All these numerical results suggested that for complex multi-scale biological problems it is difficult to discern between the different biological mechanisms behind the infected cells distribution (i.e., viral infection patterns), and directional versus omni-directional invasion of infected and non-infected tumour cells into the surrounding tissue. This uncertainty is also because many model parameters (and parameter ranges) used for the simulations were unknown and were estimated (i.e., "guessed").

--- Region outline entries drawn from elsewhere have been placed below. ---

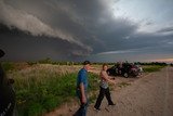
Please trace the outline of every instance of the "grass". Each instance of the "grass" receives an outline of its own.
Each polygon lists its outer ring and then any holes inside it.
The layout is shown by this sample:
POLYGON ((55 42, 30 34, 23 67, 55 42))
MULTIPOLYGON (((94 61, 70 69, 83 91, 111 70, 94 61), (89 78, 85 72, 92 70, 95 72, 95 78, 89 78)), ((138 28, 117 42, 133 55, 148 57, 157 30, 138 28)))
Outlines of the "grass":
POLYGON ((159 72, 161 68, 164 66, 159 66, 159 65, 150 65, 150 66, 145 66, 143 67, 145 73, 152 73, 152 72, 159 72))
POLYGON ((118 85, 118 87, 123 88, 123 87, 127 87, 127 86, 130 86, 130 85, 131 83, 129 83, 129 82, 121 82, 121 83, 118 85))
MULTIPOLYGON (((39 65, 10 74, 15 80, 18 116, 42 115, 76 98, 77 69, 57 70, 55 65, 39 65)), ((96 91, 97 75, 89 74, 89 90, 96 91)))

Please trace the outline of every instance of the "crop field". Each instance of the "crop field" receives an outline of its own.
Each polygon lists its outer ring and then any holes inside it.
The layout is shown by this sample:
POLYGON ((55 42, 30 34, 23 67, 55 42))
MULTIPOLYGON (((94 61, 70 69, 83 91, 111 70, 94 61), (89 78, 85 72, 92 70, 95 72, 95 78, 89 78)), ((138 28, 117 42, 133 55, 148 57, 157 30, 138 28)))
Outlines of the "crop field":
MULTIPOLYGON (((22 65, 22 64, 21 64, 22 65)), ((16 113, 18 116, 38 116, 57 108, 76 98, 76 79, 82 65, 14 65, 3 64, 6 76, 15 80, 16 113)), ((93 65, 89 73, 92 94, 98 89, 98 72, 102 65, 93 65)), ((144 72, 157 72, 162 66, 144 66, 144 72)), ((90 95, 95 100, 96 96, 90 95)))

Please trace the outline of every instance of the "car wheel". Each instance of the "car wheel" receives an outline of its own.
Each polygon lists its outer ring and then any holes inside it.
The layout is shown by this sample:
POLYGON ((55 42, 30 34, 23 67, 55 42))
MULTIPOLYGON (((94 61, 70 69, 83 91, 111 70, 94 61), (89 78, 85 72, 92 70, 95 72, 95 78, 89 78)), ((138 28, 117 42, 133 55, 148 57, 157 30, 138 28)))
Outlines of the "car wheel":
POLYGON ((129 74, 128 74, 128 73, 124 73, 123 76, 124 76, 125 78, 128 78, 128 77, 129 77, 129 74))

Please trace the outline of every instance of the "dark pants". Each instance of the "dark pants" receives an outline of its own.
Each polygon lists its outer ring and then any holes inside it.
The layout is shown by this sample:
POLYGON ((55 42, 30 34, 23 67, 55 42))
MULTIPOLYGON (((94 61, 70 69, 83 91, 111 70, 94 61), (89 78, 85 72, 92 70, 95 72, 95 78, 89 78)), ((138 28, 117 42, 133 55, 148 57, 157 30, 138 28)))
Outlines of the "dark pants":
POLYGON ((89 100, 88 100, 88 96, 86 96, 86 91, 85 91, 85 98, 86 98, 86 103, 85 104, 82 103, 80 91, 77 91, 77 95, 78 95, 78 98, 80 100, 80 107, 74 114, 74 116, 86 116, 86 111, 88 111, 88 106, 89 106, 89 100))
POLYGON ((102 101, 103 101, 103 99, 104 99, 105 95, 106 95, 108 105, 112 105, 114 102, 111 101, 111 98, 110 98, 109 88, 106 88, 106 89, 104 89, 104 88, 102 88, 102 87, 99 87, 99 88, 101 88, 101 89, 99 89, 99 94, 98 94, 98 98, 97 98, 97 100, 96 100, 96 103, 95 103, 94 107, 95 107, 95 108, 99 108, 101 103, 102 103, 102 101))

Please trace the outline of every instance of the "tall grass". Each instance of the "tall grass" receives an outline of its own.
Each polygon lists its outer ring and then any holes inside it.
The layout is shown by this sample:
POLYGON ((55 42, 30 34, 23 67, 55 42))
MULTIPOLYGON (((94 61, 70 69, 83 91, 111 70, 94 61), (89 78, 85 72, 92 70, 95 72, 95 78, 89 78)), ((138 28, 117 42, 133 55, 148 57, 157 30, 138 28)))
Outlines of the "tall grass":
MULTIPOLYGON (((67 67, 68 68, 68 67, 67 67)), ((76 96, 77 69, 39 65, 11 73, 15 83, 16 108, 19 116, 38 116, 76 96)), ((97 75, 90 74, 90 91, 97 89, 97 75)))
POLYGON ((159 72, 164 66, 159 65, 150 65, 150 66, 144 66, 143 69, 145 73, 152 73, 152 72, 159 72))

The parametrisation of these types of multi-scale moving-boundary models, to make them more quantitatively relevant, is an open problem which involves different aspects. First, multi-scale data is not always available, and when such data exists it is the result of multiple experiments performed in different conditions for different biological systems and therefore it might not be at all relevant. Second, to apply the results to clinically-relevant situations one needs to perform an uncertainty and sensitivity analysis---which again, is an open problem for such multi-scale moving-boundary models. To make some progress with this issue, one needs to have multi-scale data from one single experimental setting, parametrise the model using this data, and then make further computational predictions that could be tested experimentally.

This work can be further generalised to investigate various aspects of the interactions between oncolytic virus particles and the tumour microenvironment: from the importance of combining OV therapies with other classical therapies such as chemotherapies, to the investigation of go or grow hypothesis within a two-phase heterogeneous ECM.

Acknowledgments

The first author would like to acknowledge the financial support received from the Saudi Arabian Cultural Bureau in the UK on behalf of Taibah University, Medina, Saudi Arabia.

Conflict of interest

All authors declare no conflicts of interest.